Cbx1, PurB and Sp3 play opposing roles on myotube formation. (A–C) C2C12 cells were grown to confluence whereupon they underwent differentiation to generate myotubes. (A) RNA was isolated immediately prior to differentiation (control) and after 6 days of skeletal muscle differentiation. Expression of the muscle-specific genes Actn2 and Myh6 was determined by qPCR and expression levels relative to the housekeeping gene Gapdh are shown. N = 6. Independent T-test, **P < 0.01, ***P < 0.001. (B) Myotubes were visualized by immunostaining for the muscle-specific protein Actn2. Nuclei were counterstained with DAPI. Scale bar 200 microns. The image is representative of three independent experiments. (C) RNA was isolated immediately prior to differentiation (control) and after 8 days of skeletal muscle differentiation. Expression of Cbx1, PurB and Sp3 was determined by qPCR and expression levels relative to the housekeeping gene Gapdh are shown. N = 4. Independent T-test, *P < 0.05, **P < 0.01, ***P < 0.001. (D) C2C12 cells were transfected with siRNAs targeting Cbx1, PurB, or Sp3. A non-targeting siRNA was used as a control. Three days later, cells were analyzed for RNA levels. Expression of Cbx1, PurB and Sp3 was determined by qPCR and expression levels relative to the housekeeping gene Gapdh are shown. N = 4. Independent T-test, *P < 0.05, **P < 0.01, ***P < 0.001.

Figure 4

Sp3 plays opposing roles on muscle gene expression. (A), Three days prior to the start of skeletal muscle differentiation, C2C12 cells were transfected with siRNAs targeting Cbx1, PurB, or Sp3. A non-targeting siRNA was used as a control. Skeletal muscle differentiation was assessed by immunostaining cells with the muscle-specific protein Actn2. Images were taken at five random locations. Both myotube area and nuclei number were counted.
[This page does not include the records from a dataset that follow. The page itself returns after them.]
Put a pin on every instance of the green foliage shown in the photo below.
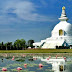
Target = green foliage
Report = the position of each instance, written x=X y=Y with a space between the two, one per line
x=19 y=44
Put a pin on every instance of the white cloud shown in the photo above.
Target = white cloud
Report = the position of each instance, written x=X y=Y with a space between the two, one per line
x=24 y=10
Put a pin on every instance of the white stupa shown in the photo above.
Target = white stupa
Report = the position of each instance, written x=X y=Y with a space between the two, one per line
x=61 y=35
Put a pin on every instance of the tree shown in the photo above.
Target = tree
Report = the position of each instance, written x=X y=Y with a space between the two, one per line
x=23 y=44
x=30 y=43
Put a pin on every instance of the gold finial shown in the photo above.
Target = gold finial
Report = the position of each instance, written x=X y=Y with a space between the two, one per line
x=63 y=8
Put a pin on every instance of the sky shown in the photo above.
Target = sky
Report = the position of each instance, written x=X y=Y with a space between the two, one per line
x=30 y=19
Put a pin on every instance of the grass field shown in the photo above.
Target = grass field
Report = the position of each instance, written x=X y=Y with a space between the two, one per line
x=38 y=51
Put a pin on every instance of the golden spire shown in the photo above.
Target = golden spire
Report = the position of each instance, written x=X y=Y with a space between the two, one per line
x=63 y=8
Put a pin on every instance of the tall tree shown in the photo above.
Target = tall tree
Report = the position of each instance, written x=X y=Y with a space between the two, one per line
x=20 y=43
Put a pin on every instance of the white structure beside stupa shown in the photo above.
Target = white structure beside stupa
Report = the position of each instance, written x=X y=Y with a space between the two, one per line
x=61 y=35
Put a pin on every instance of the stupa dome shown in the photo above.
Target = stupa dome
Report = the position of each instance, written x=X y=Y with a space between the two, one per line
x=63 y=28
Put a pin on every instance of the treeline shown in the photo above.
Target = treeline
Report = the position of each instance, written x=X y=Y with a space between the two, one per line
x=19 y=44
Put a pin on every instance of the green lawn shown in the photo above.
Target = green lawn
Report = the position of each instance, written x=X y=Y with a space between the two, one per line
x=38 y=51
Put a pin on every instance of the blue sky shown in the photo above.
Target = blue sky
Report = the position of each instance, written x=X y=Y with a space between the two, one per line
x=30 y=19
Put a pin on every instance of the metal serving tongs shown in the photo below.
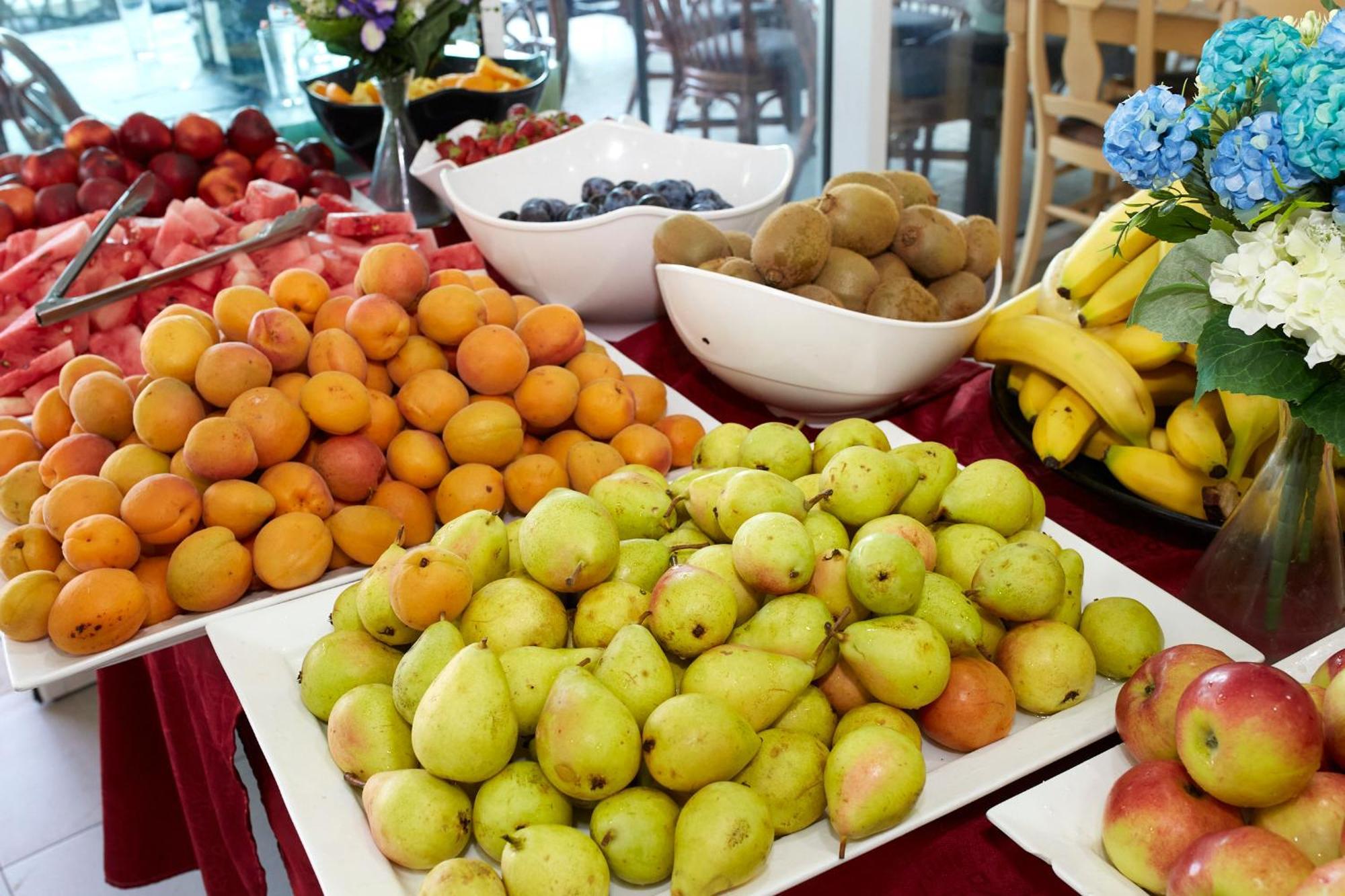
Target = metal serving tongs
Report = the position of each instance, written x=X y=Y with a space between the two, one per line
x=56 y=307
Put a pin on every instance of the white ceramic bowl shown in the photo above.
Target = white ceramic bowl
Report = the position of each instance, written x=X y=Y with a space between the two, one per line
x=805 y=360
x=605 y=267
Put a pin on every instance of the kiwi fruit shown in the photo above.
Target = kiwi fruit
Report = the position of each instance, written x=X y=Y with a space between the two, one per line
x=863 y=218
x=903 y=300
x=960 y=295
x=792 y=245
x=983 y=239
x=930 y=243
x=849 y=276
x=689 y=240
x=914 y=189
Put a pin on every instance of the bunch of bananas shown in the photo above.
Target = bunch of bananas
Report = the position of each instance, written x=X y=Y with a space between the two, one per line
x=1094 y=385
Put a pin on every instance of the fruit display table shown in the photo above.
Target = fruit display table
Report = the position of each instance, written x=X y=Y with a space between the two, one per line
x=173 y=799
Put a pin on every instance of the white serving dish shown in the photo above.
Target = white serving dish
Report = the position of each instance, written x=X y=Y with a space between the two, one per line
x=264 y=653
x=1061 y=819
x=805 y=360
x=605 y=267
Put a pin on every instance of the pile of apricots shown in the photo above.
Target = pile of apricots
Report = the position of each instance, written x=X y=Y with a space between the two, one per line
x=293 y=432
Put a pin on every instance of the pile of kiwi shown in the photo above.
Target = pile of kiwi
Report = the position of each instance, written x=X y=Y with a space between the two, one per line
x=874 y=243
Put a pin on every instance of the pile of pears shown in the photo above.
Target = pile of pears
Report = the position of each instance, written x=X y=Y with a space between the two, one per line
x=692 y=669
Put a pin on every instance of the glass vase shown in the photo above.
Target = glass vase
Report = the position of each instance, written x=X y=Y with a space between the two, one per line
x=1273 y=576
Skeletal muscle differentiation is expressed as the myotube area per nucleus. Representative images (scale bar 200 microns) and quantification are shown from one of three independent experiments. Independent T-test, *P < 0.05, **P < 0.01. (B–D) C2C12 cells were underwent skeletal muscle differentiation for seven days. RNA was extracted and analyzed for the indicated muscle-specific mRNAs by qPCR. Gapdh was used as a housekeeping control. Expression is shown relative to cells transfected with non-targeting siRNA. (B) Skeletal muscle-specific and common muscle gene expression, C heart muscle-specific gene expression, (D) muscle genes up-regulated by Sp3 knockdown. N = 4–5. Independent T-test, *P < 0.05, **P < 0.01, ***P < 0.001.

Figure 5

Sp3 binding in muscle genes. (A) ChIP-seq was used to evaluate Sp3 binding in C2C12 cells immediately prior to differentiation (control) and after seven days of skeletal muscle differentiation (myotubes). The graph shows the number of muscle-specific and non-muscle genes with a validated Sp3 binding site. (B) For each Sp3 binding site, the change in nucleosome content following myogenic differentiation was calculated. The two bars represent Sp3 binding sites found only in non-differentiated and differentiated cells, respectively. (C) Sp3 binding sites (muscle and non-muscle) are shown with respect to the TSS and regions A–E identified in skeletal muscle-specific gene promoters. Sequences surrounding the binding peak are shown in Supplementary Table 1.